Mobile video aggregator brings iTunes-like functionality to phones

One of the most interesting mobile video plays and technologies I have seen recently is from MyWaves.com, primarily an off-deck video aggregator that brings iTunes-like functionality to phones. Getting content providers in the mobile arena to provide hard subscription numbers is tough enough, so MyWaves’ announcement yesterday that it had signed its one millionth subscriber is notable. According to CEO Rajeev Raman, the service is signing people up at a rate of 25,00 to 35,000 a day and serving one to two million video views a day as well. 

MyWaves only launched in December, and its marketing profile has been slight, but its exponential growth is a testament to how quickly mobile content can scale. While the initial model for MyWaves.com has been free, ad-supported, off-deck distribution, the company also announced yesterday it was launching a BREW version of its Java client on Alltel, where it would run as a $3.99 service. There is more on the Alltel deal at FierceMobileContent.

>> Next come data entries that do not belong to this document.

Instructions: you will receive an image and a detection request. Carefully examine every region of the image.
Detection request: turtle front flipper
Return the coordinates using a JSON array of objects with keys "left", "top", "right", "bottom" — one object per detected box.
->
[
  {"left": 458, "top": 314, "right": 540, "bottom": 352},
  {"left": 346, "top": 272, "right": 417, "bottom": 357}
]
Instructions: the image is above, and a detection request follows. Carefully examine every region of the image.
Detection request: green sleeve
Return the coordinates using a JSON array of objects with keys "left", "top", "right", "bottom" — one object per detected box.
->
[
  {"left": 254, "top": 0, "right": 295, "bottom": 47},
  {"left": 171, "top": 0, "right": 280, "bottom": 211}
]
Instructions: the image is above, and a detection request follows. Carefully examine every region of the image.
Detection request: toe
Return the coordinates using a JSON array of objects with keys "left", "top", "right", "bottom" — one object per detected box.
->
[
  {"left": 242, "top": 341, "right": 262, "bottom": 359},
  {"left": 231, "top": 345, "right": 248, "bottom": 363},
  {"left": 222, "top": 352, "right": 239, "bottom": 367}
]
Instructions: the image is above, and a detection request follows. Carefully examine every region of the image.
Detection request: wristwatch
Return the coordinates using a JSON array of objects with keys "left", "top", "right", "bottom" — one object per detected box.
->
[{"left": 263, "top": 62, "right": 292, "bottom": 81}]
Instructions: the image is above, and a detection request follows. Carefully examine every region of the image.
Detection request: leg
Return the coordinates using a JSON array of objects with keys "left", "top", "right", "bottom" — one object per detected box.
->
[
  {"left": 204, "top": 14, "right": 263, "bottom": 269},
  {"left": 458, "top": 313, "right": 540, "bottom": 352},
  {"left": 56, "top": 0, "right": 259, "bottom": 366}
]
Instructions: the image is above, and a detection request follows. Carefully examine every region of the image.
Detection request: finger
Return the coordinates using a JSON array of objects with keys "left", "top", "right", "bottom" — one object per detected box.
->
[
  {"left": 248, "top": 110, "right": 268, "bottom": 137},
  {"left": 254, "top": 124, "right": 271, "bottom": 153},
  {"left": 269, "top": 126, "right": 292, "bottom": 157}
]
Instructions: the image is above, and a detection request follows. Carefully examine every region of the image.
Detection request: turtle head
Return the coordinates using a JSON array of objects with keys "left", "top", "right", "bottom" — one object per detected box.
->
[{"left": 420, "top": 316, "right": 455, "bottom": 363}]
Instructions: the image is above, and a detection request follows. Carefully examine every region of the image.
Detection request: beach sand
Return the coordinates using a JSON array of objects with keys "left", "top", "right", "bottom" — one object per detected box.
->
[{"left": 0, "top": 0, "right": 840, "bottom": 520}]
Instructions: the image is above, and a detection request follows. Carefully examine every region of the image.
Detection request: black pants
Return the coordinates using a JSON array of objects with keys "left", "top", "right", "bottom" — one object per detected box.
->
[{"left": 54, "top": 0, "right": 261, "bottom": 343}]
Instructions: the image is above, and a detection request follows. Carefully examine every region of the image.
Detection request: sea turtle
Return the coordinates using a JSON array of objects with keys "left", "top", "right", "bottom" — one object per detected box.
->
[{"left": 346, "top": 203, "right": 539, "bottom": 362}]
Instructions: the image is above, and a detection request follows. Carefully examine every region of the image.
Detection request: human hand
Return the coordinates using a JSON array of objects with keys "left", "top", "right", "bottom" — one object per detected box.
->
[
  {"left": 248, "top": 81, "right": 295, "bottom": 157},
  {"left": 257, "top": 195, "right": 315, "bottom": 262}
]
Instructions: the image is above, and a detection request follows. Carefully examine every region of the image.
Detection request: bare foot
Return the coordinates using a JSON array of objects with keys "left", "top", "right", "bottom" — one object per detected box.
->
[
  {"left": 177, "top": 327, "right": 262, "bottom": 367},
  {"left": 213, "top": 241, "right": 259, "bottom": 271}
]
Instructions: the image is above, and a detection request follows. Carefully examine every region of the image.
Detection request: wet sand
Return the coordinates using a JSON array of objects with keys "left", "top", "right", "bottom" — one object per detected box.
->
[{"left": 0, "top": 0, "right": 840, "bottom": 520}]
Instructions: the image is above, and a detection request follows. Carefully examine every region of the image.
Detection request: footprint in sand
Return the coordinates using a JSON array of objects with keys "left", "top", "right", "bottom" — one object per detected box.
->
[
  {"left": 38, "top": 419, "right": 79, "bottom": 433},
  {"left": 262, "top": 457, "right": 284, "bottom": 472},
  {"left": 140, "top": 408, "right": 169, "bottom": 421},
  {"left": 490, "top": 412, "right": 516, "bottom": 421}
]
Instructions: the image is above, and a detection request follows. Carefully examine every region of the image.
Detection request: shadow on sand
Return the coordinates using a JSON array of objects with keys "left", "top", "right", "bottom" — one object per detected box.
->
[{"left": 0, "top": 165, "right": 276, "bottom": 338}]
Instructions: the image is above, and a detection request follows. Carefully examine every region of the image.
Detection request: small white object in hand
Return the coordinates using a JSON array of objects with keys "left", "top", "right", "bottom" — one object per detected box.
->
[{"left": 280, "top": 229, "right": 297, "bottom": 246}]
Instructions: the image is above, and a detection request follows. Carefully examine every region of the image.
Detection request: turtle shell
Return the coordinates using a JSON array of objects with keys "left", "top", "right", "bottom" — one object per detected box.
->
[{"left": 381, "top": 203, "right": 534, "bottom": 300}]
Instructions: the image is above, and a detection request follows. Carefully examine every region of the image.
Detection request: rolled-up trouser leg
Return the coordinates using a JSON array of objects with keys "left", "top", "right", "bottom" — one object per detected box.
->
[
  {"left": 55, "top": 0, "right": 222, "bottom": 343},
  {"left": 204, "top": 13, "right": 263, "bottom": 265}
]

The most remarkable aspect of MyWaves is how fluidly it brings existing video material from the Web to the phone. Most of the branded video podcasts from CNN, ABC, RocketBoom, Ask a Ninja, etc. can be added to your customized video list online or on the phone deck itself, and the two stay in synch, much like an iPod and iTunes. Raman tells me that he is hoping to bring the ad model to many of the video podcasts already on the Web because he believes mobile distribution of this scale offers better CPMs than they might get. At the same time, MyWaves lets user create channels of content from video and even make them private for sharing among a select group. Part of the MyWaves model also involves giving any brand or content provider online the ability to mobilize their Web video with a single SND2MBL button that pushes a Web-based video through the MyWaves system and out to any designated cell phone number. The MyWaves staff has experience at Yahoo, Tivo, CBS, and PayPal. The experience shows in the product, which is among the smoothest implementations of mobile video I have seen. MyWaves is also among the first video services to offer an iPhones version.